CVE-2023-50444
📋 TL;DR
This vulnerability allows unauthenticated attackers to brute-force encrypted sensitive user information stored in .ZED containers created by affected PRIMX software. It affects users of PRIMX ZED!, ZONECENTRAL, and ZEDMAIL products on Windows, Mac, and Linux before specific versions. The default configuration is vulnerable, exposing data without requiring authentication.
💻 Affected Systems
- PRIMX ZED! for Windows
- ZONECENTRAL for Windows
- ZEDMAIL for Windows
- ZED! for Windows, Mac, Linux
📦 What is this software?
Zed\! by Primx
Zed\! by Primx
Zed\! by Primx
Zedmail by Primx
⚠️ Risk & Real-World Impact
Worst Case
Attackers could decrypt and exfiltrate sensitive user data (e.g., credentials, personal information) from .ZED containers, leading to data breaches, identity theft, or further attacks.
Likely Case
Attackers with access to .ZED containers could brute-force the encryption to extract sensitive information, compromising data confidentiality.
If Mitigated
With proper controls like network segmentation and access restrictions, risk is reduced to unauthorized access attempts, but data remains vulnerable if containers are exposed.
🎯 Exploit Status
Exploitation involves brute-forcing encryption, which is straightforward but may require computational resources; no authentication is needed to access the encrypted data in containers.
🛠️ Fix & Mitigation
✅ Official Fix
Patch Version: Version that fixes this: ZED! for Windows Q.2020.3 or Q.2021.2 (ANSSI submissions), ZONECENTRAL for Windows Q.2021.2 or 2023.5, ZEDMAIL for Windows 2023.5, ZED! for Windows, Mac, Linux 2023.5
Vendor Advisory: https://www.primx.eu/en/bulletins/security-bulletin-23B30874/
Restart Required: Yes
Instructions:
Step-by-step patching instructions: 1. Identify the affected product and version. 2. Download the patched version from the PRIMX vendor website. 3. Install the update following vendor instructions. 4. Restart the system to apply changes. 5. Verify the update by checking the version.
🔧 Temporary Workarounds
Restrict Access to .ZED Containers
allWhat this does: Limit file permissions and network access to .ZED containers to prevent unauthorized retrieval.

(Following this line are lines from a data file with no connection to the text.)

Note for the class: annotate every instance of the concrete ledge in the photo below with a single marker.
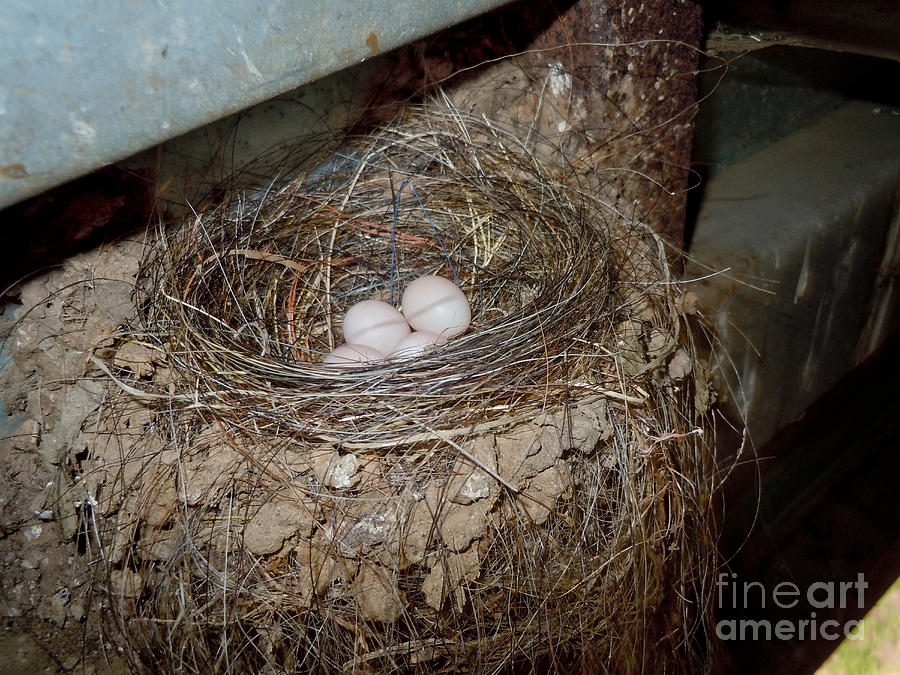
(808, 231)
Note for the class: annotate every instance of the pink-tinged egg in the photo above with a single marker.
(415, 344)
(436, 305)
(376, 324)
(353, 356)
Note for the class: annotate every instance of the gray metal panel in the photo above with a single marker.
(87, 82)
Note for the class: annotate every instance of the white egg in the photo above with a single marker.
(415, 344)
(353, 356)
(436, 305)
(376, 324)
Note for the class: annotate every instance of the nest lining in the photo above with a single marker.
(254, 290)
(537, 491)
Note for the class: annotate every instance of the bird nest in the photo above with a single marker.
(535, 493)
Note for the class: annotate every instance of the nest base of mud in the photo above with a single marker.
(536, 494)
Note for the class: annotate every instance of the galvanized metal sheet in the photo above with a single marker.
(86, 82)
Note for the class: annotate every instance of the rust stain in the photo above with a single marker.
(14, 171)
(372, 44)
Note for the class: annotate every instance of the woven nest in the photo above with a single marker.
(534, 494)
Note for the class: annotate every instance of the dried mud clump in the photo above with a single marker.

On Windows: icacls "C:\path\to\containers" /deny Everyone:(R)
On Linux: chmod 600 /path/to/containers/*.zed
Monitor for Brute-Force Attempts
allWhat this does: Implement logging and monitoring to detect unusual access patterns to .ZED container files.
On Linux: auditctl -w /path/to/containers -p rwa -k zed_access
On Windows: Use Event Viewer to monitor file access logs
🧯 If You Can't Patch
- Risk reduction step 1: Encrypt .ZED containers with strong, unique passwords and store them in secure, isolated locations.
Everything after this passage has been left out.